When my husband died, I wanted as many people at the celebration of life as possible. I was eager to hear stories about him that I might not have heard before and hear other versions of the stories I had heard. Several people showed up who had not known my husband but wanted to show their support for me, and I was incredibly grateful for their presence.

There may still be times when it’s best not to attend. If you are concerned that your own well-being will suffer, stay home. If your presence could cause some drama, stay home. If it is simply impossible for you to either offer comfort or show interest in the person who died, stay home.

If you go

What to wear: Events in churches and religious spaces are usually more on the conservative side, so I usually wear something fairly plain, dark, and professional-looking. Events held elsewhere are often more casual. Sometimes the invitation or announcement will mention a theme or dress code. For example, for my husband’s celebration of life, I included in the invitation that folks should wear whatever they thought Tom would most appreciate. This clued people in that the event wasn’t very serious—and folks showed up in wonderful outfits that he very much would have appreciated.
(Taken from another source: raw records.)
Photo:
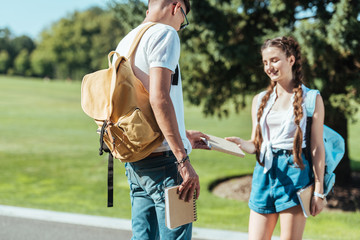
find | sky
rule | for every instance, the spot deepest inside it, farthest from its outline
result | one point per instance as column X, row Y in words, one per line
column 30, row 17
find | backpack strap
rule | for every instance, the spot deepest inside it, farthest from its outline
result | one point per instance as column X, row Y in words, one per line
column 137, row 39
column 310, row 101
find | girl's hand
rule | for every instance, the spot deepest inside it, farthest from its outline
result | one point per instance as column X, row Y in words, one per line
column 247, row 146
column 317, row 205
column 234, row 140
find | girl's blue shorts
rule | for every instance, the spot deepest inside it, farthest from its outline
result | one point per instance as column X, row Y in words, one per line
column 275, row 191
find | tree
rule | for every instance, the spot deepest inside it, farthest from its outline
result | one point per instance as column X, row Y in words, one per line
column 221, row 60
column 22, row 63
column 4, row 61
column 75, row 46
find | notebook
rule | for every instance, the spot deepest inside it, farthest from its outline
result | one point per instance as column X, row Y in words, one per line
column 177, row 211
column 223, row 145
column 305, row 195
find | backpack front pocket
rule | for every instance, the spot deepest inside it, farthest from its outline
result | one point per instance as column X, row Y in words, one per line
column 137, row 129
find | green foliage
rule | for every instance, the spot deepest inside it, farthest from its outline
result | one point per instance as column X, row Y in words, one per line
column 221, row 60
column 4, row 61
column 15, row 51
column 49, row 156
column 22, row 63
column 75, row 46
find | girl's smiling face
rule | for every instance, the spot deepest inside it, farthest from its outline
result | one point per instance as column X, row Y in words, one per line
column 277, row 65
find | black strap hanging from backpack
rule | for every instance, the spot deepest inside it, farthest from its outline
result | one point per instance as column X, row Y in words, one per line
column 104, row 148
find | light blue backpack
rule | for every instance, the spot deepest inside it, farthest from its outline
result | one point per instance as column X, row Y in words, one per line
column 334, row 144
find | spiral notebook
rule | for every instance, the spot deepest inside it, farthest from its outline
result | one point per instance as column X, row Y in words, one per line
column 305, row 194
column 223, row 145
column 177, row 211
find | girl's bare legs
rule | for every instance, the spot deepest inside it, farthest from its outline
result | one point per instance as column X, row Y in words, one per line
column 261, row 226
column 292, row 223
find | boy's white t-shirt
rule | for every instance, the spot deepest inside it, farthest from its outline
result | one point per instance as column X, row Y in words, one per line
column 159, row 47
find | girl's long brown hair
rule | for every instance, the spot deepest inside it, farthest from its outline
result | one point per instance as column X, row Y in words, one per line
column 291, row 48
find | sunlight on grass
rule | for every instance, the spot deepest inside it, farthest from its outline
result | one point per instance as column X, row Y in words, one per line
column 49, row 160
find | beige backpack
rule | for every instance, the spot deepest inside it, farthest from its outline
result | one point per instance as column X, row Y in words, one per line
column 119, row 104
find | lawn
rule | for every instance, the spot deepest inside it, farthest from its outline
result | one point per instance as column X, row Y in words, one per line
column 49, row 160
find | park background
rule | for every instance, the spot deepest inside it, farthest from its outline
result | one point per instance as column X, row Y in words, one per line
column 49, row 147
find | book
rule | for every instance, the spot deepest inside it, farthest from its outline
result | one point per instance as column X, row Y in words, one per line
column 223, row 145
column 177, row 211
column 305, row 195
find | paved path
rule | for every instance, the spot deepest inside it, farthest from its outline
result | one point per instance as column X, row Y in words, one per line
column 31, row 224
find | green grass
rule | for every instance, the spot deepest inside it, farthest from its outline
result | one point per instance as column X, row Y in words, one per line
column 49, row 160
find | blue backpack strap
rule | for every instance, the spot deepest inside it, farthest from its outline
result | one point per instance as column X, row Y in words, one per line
column 310, row 101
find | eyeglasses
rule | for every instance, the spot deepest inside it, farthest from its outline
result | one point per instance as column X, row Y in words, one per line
column 183, row 25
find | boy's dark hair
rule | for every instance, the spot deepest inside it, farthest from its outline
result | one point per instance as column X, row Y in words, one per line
column 186, row 2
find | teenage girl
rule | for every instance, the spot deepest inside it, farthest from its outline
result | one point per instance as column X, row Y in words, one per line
column 278, row 140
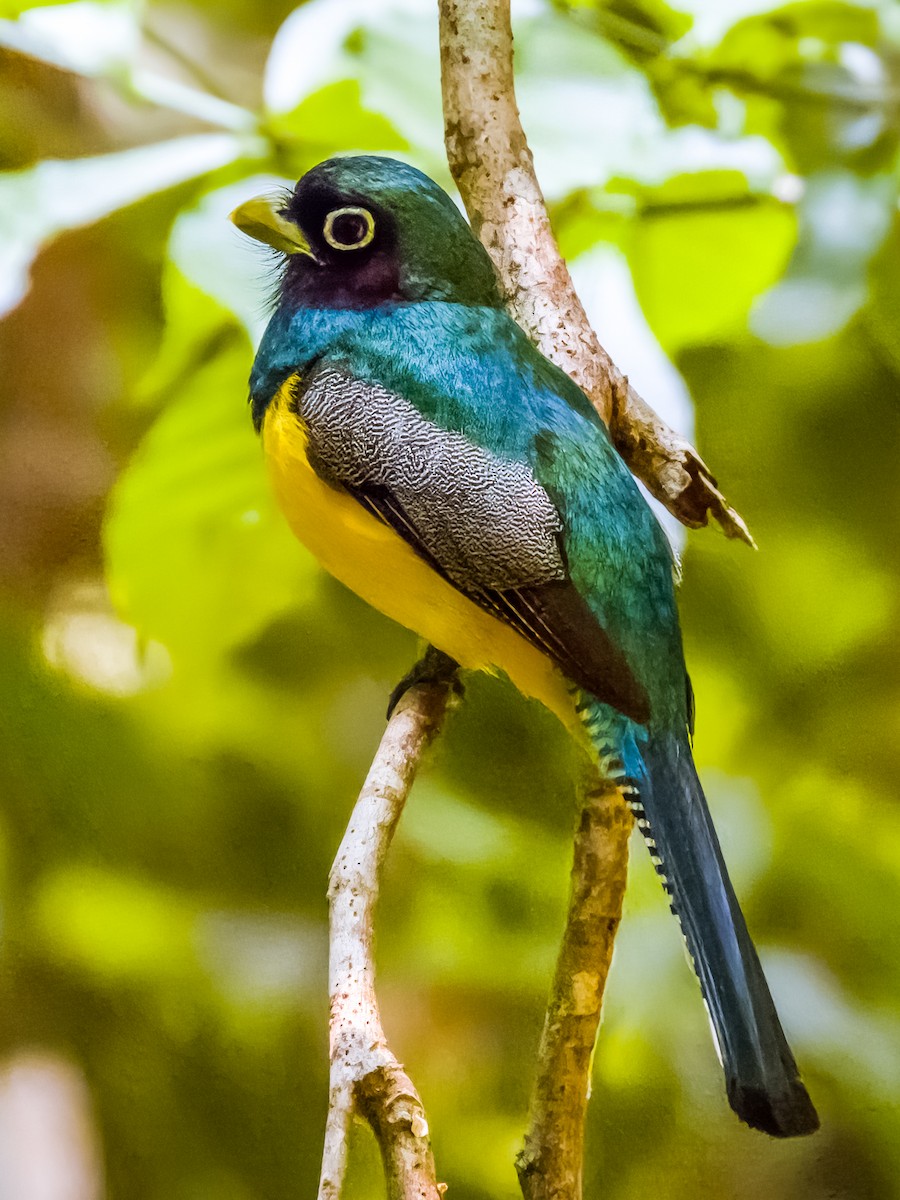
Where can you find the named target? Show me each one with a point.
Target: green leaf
(57, 195)
(882, 313)
(197, 555)
(703, 249)
(331, 120)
I wore a short skirt, a cousin wore a pastel tuxedo jacket, many friends wore camping/rafting clothes or tie-dye.

Food and drink: If the invitation doesn’t mention food being served, assume there won’t be food. If alcohol is served, drink lightly. I did serve alcohol at my husband’s memorial event and needed to arrange rides home for a guest or two, which I would have preferred not to have to do.

What to say: It’s ok to not know what to say; genuine and authentic words of concern are better than platitudes. You don’t have to fix anything; in fact, it may be more important to hold space for people.

If you don’t go

Send a text the day of the event expressing your wishes for an event full of love (or whatever feels appropriate to you). There’s no need to explain why you won’t be there; you can simply say you’re sorry to miss it.